7. Hire someone to coddle us and love us and don’t hamstring them. A PR company hired a friend of mine and excellent lead blogger to head up something they were calling “customer relations.” His job was to introduce himself on the Interwebs and answer questions about basic things. Unfortunately, this kid has more connections than all of the flaks he was working with combined and he was soon stepping on toes left and right. He quit because he didn’t like it and they’re out the opportunity of a lifetime. This kid was always available on AIM, he knew the players, and he knew how to filter bullshit. He could be counted on as a trusted source while the PR folks were twiddling their thumbs prepping a red hot press release for distribution at close of business while the news was breaking from here to Taiwan all morning. Hire someone who knows the space and can talk to us like humans. Give them boundaries but don’t force them to kow-tow to old-line PR folks. Let them be a real human voice. Then watch how far and how accurately your message is spread.
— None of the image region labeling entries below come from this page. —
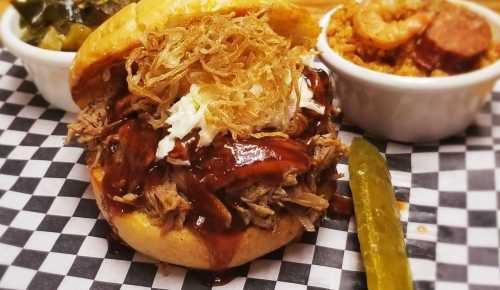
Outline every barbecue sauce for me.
[99,69,332,272]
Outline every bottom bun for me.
[90,166,303,270]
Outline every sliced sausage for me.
[424,5,492,58]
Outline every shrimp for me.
[353,0,434,49]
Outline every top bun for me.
[70,0,319,108]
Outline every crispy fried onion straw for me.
[126,11,308,137]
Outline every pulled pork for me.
[144,182,191,230]
[67,11,346,231]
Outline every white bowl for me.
[0,6,79,112]
[318,0,500,142]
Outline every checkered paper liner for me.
[0,50,500,290]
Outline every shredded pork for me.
[67,11,346,231]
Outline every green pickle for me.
[349,138,413,290]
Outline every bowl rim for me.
[0,5,76,67]
[317,0,500,90]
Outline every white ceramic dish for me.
[318,0,500,142]
[0,7,79,112]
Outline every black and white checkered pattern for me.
[0,50,500,290]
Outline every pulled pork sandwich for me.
[68,0,345,270]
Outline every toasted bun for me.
[90,166,303,270]
[76,0,319,269]
[70,0,319,107]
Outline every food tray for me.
[0,50,500,290]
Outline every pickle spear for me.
[349,138,413,290]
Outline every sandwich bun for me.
[91,167,303,270]
[70,0,320,108]
[70,0,319,270]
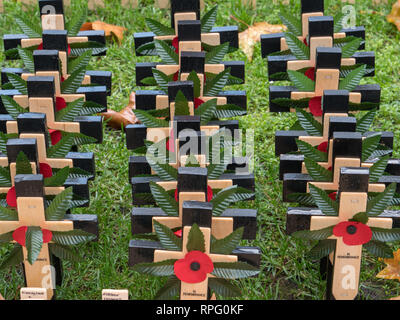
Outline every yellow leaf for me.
[386,0,400,31]
[81,21,126,44]
[376,249,400,280]
[101,92,139,130]
[239,22,286,61]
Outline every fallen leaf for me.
[239,22,286,61]
[386,0,400,31]
[376,249,400,280]
[81,20,127,44]
[101,92,139,129]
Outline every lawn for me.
[0,0,400,300]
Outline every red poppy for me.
[13,227,28,247]
[39,162,53,178]
[308,97,322,117]
[56,97,67,111]
[166,129,175,152]
[6,186,17,208]
[333,221,372,246]
[172,70,179,81]
[174,251,214,283]
[49,129,62,146]
[175,186,213,202]
[13,226,53,247]
[172,37,179,53]
[194,98,205,109]
[304,68,315,81]
[174,229,182,238]
[36,42,71,55]
[328,192,337,201]
[317,141,328,152]
[42,229,53,243]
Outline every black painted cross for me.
[129,201,261,300]
[0,175,98,299]
[0,76,103,143]
[261,0,365,58]
[283,132,399,201]
[132,167,257,239]
[3,0,106,55]
[269,47,380,113]
[268,16,375,80]
[286,167,400,300]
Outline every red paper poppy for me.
[39,162,53,178]
[175,186,213,202]
[36,42,71,55]
[317,141,328,152]
[166,129,175,152]
[328,192,337,201]
[194,98,205,109]
[56,97,67,111]
[6,186,17,208]
[308,97,322,117]
[174,229,182,238]
[333,221,372,246]
[172,37,179,53]
[304,68,315,81]
[13,226,53,247]
[49,129,62,146]
[13,227,28,247]
[174,251,214,283]
[42,229,53,243]
[172,70,179,81]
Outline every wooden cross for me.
[261,0,365,58]
[286,167,400,300]
[0,175,97,299]
[125,81,239,149]
[154,226,238,300]
[0,76,103,143]
[270,47,372,116]
[134,0,239,56]
[132,167,257,239]
[3,0,106,55]
[1,45,112,95]
[136,50,247,110]
[283,132,398,201]
[267,16,375,77]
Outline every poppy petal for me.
[6,186,17,208]
[308,97,322,117]
[56,96,67,111]
[328,192,337,201]
[333,221,349,237]
[174,229,182,238]
[304,68,315,81]
[172,37,179,53]
[172,71,179,81]
[42,229,53,243]
[317,141,328,152]
[49,129,62,146]
[39,162,53,178]
[13,227,28,247]
[194,98,204,109]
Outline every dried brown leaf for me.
[101,92,139,129]
[239,22,286,61]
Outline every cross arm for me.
[129,240,261,267]
[131,207,257,240]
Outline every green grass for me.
[0,0,400,300]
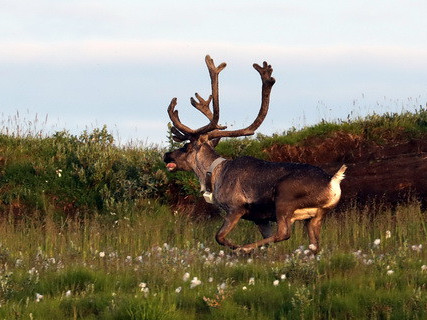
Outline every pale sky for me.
[0,0,427,144]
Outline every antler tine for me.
[205,55,227,125]
[168,98,200,135]
[209,61,276,139]
[190,92,213,121]
[171,127,191,142]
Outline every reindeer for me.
[164,56,346,254]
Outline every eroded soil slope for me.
[265,132,427,204]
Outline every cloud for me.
[0,40,427,67]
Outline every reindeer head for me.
[164,55,275,171]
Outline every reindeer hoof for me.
[234,247,254,254]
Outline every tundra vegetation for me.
[0,107,427,319]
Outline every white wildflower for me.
[308,243,317,251]
[190,277,202,289]
[36,293,43,302]
[139,282,147,291]
[182,272,190,282]
[248,277,255,286]
[15,259,24,268]
[363,259,374,266]
[411,244,423,252]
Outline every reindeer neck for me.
[193,148,226,191]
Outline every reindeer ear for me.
[209,138,221,148]
[198,134,209,144]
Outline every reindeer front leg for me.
[215,210,245,249]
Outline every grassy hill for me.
[0,107,427,216]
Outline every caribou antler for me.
[168,55,276,141]
[168,55,226,141]
[209,61,276,139]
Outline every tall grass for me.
[0,201,427,319]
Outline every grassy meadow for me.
[0,107,427,320]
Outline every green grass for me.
[217,106,427,158]
[0,202,427,319]
[0,107,427,320]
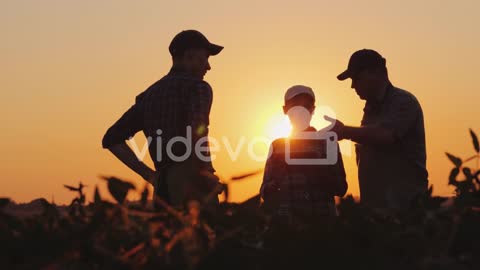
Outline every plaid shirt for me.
[102,68,214,171]
[260,127,347,217]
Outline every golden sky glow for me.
[0,0,480,203]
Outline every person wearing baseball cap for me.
[326,49,428,210]
[102,30,223,207]
[260,85,348,222]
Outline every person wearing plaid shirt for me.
[260,85,348,221]
[102,30,223,206]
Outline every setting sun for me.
[266,114,292,140]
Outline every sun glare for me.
[266,114,292,140]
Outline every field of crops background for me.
[0,131,480,269]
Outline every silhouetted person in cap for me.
[102,30,223,206]
[330,49,428,209]
[260,85,348,225]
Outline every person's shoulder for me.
[194,80,212,92]
[270,138,286,152]
[392,86,420,106]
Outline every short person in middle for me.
[260,85,347,220]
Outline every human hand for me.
[323,115,345,140]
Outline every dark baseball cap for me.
[168,30,223,56]
[337,49,386,81]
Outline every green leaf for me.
[102,176,135,204]
[222,184,230,202]
[141,185,148,208]
[427,185,433,197]
[445,152,462,168]
[448,168,460,186]
[470,129,480,153]
[0,198,10,209]
[462,167,473,181]
[93,186,102,203]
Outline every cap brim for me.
[208,43,223,55]
[337,69,351,81]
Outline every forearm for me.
[342,126,395,145]
[108,143,155,182]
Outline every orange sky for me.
[0,0,480,203]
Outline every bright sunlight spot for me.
[266,114,292,140]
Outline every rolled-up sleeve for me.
[380,94,420,140]
[190,81,213,139]
[102,97,143,148]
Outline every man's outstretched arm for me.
[325,116,395,145]
[108,142,155,185]
[102,100,155,184]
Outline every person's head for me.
[168,30,223,79]
[283,85,315,131]
[337,49,389,100]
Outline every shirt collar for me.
[363,82,394,112]
[168,67,194,78]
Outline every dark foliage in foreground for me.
[0,132,480,269]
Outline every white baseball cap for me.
[285,85,315,102]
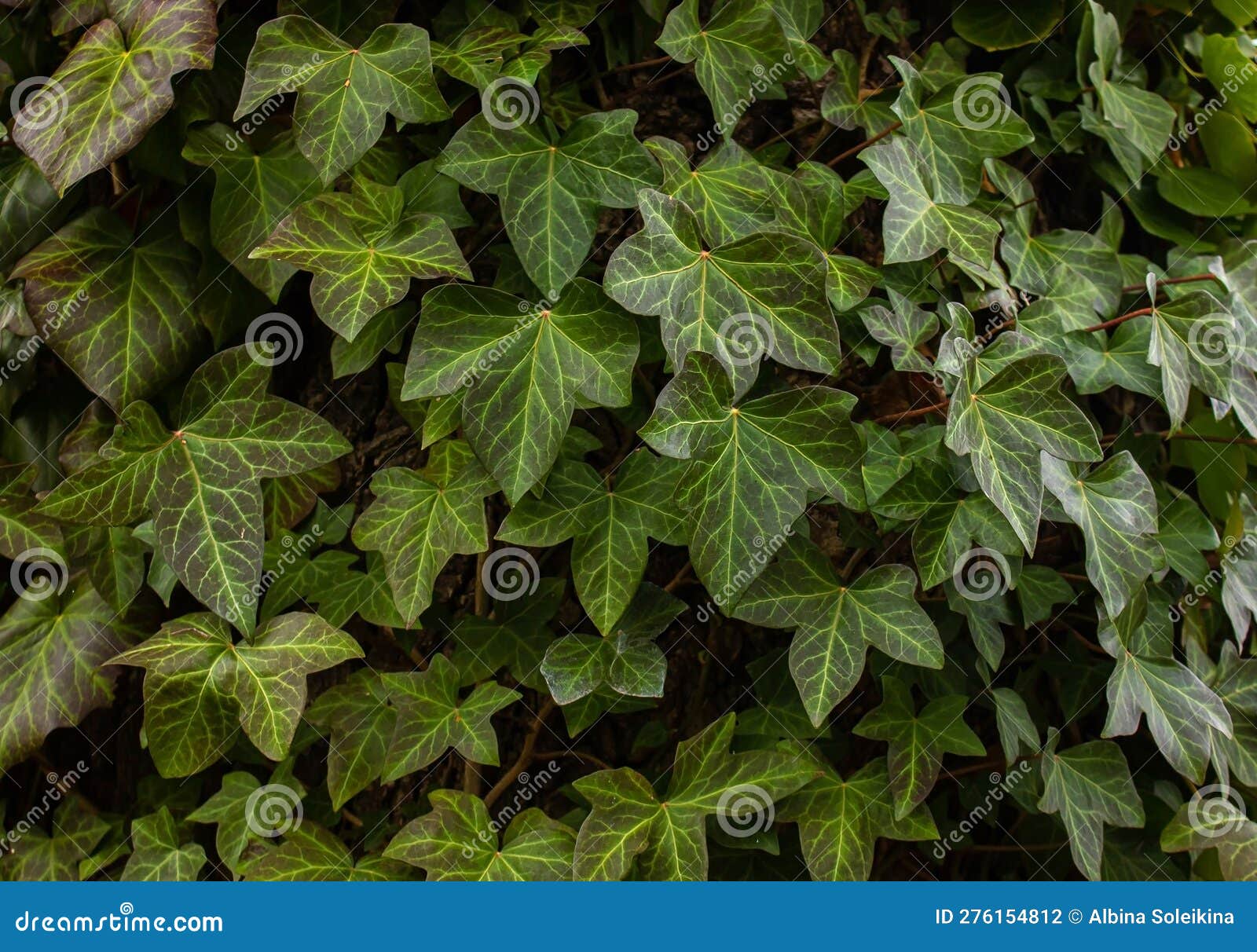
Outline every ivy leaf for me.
[639,353,863,606]
[498,449,687,634]
[734,535,943,727]
[40,346,350,633]
[240,822,406,883]
[122,807,206,883]
[13,0,218,193]
[859,291,938,373]
[306,671,398,810]
[991,687,1039,767]
[1148,291,1243,430]
[859,136,999,268]
[874,57,1035,204]
[187,770,266,873]
[235,16,449,185]
[438,109,660,300]
[874,453,1022,588]
[1041,452,1165,615]
[113,612,362,778]
[655,0,787,131]
[354,440,494,627]
[0,582,132,773]
[381,654,520,784]
[0,465,65,560]
[947,354,1101,553]
[1039,730,1144,881]
[646,136,784,245]
[542,632,668,707]
[184,123,319,302]
[1087,0,1175,178]
[852,678,987,820]
[385,790,576,883]
[0,796,109,883]
[250,180,471,340]
[11,207,205,408]
[603,189,838,396]
[778,760,939,881]
[402,280,637,503]
[574,715,819,881]
[1100,589,1232,784]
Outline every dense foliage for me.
[0,0,1257,879]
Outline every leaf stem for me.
[872,401,951,423]
[484,697,555,807]
[1083,308,1155,333]
[825,122,903,168]
[1121,273,1222,294]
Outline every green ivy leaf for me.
[1041,452,1164,615]
[656,0,792,130]
[184,123,318,302]
[235,16,449,183]
[874,57,1035,204]
[381,654,520,784]
[574,715,819,881]
[0,582,132,773]
[859,136,999,268]
[250,180,471,340]
[40,346,350,633]
[354,440,494,625]
[734,535,943,727]
[13,0,218,193]
[122,807,206,883]
[778,760,939,881]
[947,356,1101,553]
[113,612,362,776]
[438,109,660,300]
[402,280,637,503]
[852,678,987,820]
[1039,730,1144,881]
[498,449,687,634]
[306,673,394,810]
[605,189,838,396]
[13,207,205,408]
[639,354,863,606]
[385,790,576,883]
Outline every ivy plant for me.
[0,0,1257,881]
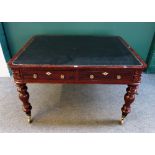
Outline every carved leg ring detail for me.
[121,85,138,124]
[16,83,32,123]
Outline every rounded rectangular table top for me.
[13,35,142,66]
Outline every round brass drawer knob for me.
[90,74,94,79]
[117,75,122,80]
[33,74,38,79]
[46,72,52,76]
[60,74,65,79]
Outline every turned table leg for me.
[121,85,138,124]
[16,83,32,123]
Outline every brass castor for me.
[27,116,32,123]
[120,118,124,125]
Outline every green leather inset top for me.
[14,36,141,66]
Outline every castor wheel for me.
[120,118,124,125]
[27,116,32,123]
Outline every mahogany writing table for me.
[8,35,146,123]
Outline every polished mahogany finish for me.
[8,36,146,124]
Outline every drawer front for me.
[22,70,75,81]
[79,71,133,81]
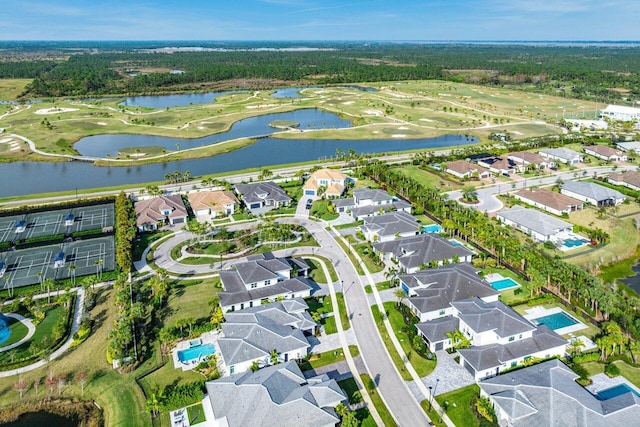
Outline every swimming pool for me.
[422,224,442,233]
[489,277,520,291]
[178,344,216,363]
[597,383,640,400]
[533,311,580,331]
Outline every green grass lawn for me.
[435,384,480,427]
[384,302,436,377]
[371,305,413,381]
[360,374,397,427]
[338,378,376,427]
[162,278,220,326]
[187,403,206,425]
[0,317,29,347]
[336,292,351,331]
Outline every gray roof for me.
[451,298,536,338]
[400,263,499,313]
[331,197,356,208]
[562,181,625,202]
[361,211,419,236]
[540,147,582,160]
[497,205,573,236]
[217,299,315,365]
[218,278,313,307]
[458,325,567,371]
[480,359,640,427]
[353,188,393,203]
[235,181,291,205]
[416,316,460,343]
[207,361,346,427]
[351,200,411,217]
[373,234,473,269]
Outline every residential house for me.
[496,205,573,242]
[216,298,316,375]
[607,171,640,191]
[333,188,411,221]
[444,160,491,179]
[600,105,640,122]
[235,181,291,215]
[507,151,555,169]
[513,188,583,216]
[479,359,640,427]
[478,156,525,175]
[399,263,500,324]
[616,141,640,154]
[582,145,627,162]
[539,147,583,165]
[188,190,240,220]
[417,297,567,381]
[302,168,348,198]
[134,194,188,231]
[373,233,473,273]
[560,181,626,206]
[202,361,347,427]
[218,252,313,312]
[359,211,421,242]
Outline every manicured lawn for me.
[187,403,206,425]
[320,316,338,335]
[338,378,376,427]
[336,292,351,331]
[162,279,220,326]
[435,384,480,427]
[360,374,397,426]
[371,305,413,381]
[299,345,360,371]
[384,302,436,377]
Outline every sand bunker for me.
[35,108,78,115]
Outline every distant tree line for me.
[0,43,640,102]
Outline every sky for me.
[0,0,640,41]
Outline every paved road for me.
[155,217,429,426]
[447,165,637,212]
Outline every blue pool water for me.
[422,224,442,233]
[533,311,578,331]
[178,344,216,363]
[489,277,520,291]
[562,239,589,248]
[597,384,640,400]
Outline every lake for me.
[73,108,351,157]
[0,135,477,197]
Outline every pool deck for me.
[524,305,588,335]
[585,374,640,394]
[171,331,222,371]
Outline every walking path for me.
[0,287,84,378]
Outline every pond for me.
[0,135,477,197]
[73,108,351,157]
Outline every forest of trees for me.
[0,43,640,102]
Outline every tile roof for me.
[399,263,499,313]
[134,194,188,227]
[206,361,346,427]
[479,359,640,427]
[515,188,583,211]
[188,190,239,211]
[562,181,625,202]
[235,181,291,204]
[497,205,573,236]
[373,234,473,269]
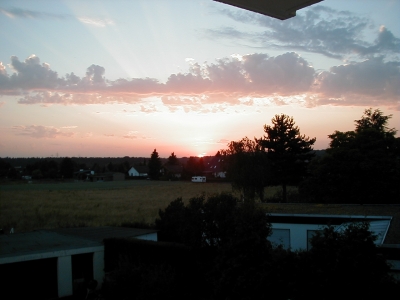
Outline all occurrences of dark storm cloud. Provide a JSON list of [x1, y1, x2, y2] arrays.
[[0, 52, 400, 113], [206, 6, 400, 58]]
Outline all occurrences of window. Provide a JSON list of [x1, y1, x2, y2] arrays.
[[268, 228, 290, 249]]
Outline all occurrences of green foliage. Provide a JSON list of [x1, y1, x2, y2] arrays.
[[221, 137, 271, 201], [167, 152, 179, 165], [102, 239, 200, 300], [149, 149, 161, 180], [300, 109, 400, 204], [156, 194, 270, 248], [60, 157, 74, 178], [182, 156, 204, 179], [294, 223, 396, 300]]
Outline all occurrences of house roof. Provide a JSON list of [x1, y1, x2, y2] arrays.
[[131, 165, 149, 173], [261, 203, 400, 244], [214, 0, 322, 20], [163, 164, 183, 174], [269, 214, 392, 245], [204, 156, 223, 173], [0, 227, 157, 264]]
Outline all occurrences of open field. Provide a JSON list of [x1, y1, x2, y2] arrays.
[[0, 180, 241, 232], [0, 180, 400, 243]]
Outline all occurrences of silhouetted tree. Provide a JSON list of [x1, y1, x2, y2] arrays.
[[291, 223, 399, 300], [257, 114, 316, 202], [149, 149, 161, 180], [300, 109, 400, 203], [221, 137, 270, 201], [60, 157, 74, 178]]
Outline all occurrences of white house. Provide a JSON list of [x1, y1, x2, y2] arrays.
[[128, 166, 149, 177], [0, 227, 157, 299], [268, 213, 392, 250]]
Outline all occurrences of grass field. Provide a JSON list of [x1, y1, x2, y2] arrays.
[[0, 180, 400, 243], [0, 180, 242, 232]]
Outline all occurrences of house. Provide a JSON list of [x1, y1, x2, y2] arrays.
[[161, 163, 183, 178], [74, 169, 94, 181], [269, 214, 392, 250], [262, 203, 400, 281], [89, 172, 125, 182], [0, 227, 157, 299], [128, 166, 149, 177], [192, 176, 206, 182]]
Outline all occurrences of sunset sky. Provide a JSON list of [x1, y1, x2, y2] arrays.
[[0, 0, 400, 157]]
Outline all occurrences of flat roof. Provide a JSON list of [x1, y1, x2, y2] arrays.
[[0, 227, 157, 264]]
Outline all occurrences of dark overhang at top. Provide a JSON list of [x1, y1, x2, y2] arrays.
[[214, 0, 322, 20]]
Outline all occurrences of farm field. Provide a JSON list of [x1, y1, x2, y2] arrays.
[[0, 180, 400, 243], [0, 180, 241, 232]]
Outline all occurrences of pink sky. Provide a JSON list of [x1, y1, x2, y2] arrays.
[[0, 0, 400, 157]]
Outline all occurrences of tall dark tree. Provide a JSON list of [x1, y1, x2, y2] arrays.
[[221, 137, 270, 201], [300, 109, 400, 204], [60, 157, 74, 178], [167, 152, 179, 165], [149, 149, 161, 180], [257, 114, 316, 202]]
Don’t think of this as a rant and please don’t take offense. Think of this as a free $10,000 seminar on talking to bloggers. I know you guys hire consultants to help you “leverage your online experiential marketing” and hit the “low-teen-tween market of web savvy meta-consumers.” These guys won’t be able to help you.
All of us are trying to do our job. Fortunately, my job is more fun than yours: I get to share cool products with cool people. You, on the other hand, have to face down bitchy clients and pushy reporters at the same time. In some ways, maybe your middleman position is becoming extinct and maybe you need to rethink your strategies. Maybe companies should put info releases into their product timelines, bypassing the big PR houses completely. I’d subscribe to an HTC RSS feed if I knew it featured phones, phones, and more phones without all the extraneous noise. Merry Christmas, and to the PR guy who asked me a few months back during a Bulldog Reporter session if I knew that “embargoes are really there to mess with us,” bite me. Hopefully you get a pink slip in your stocking and let others with considerably more savvy take your place.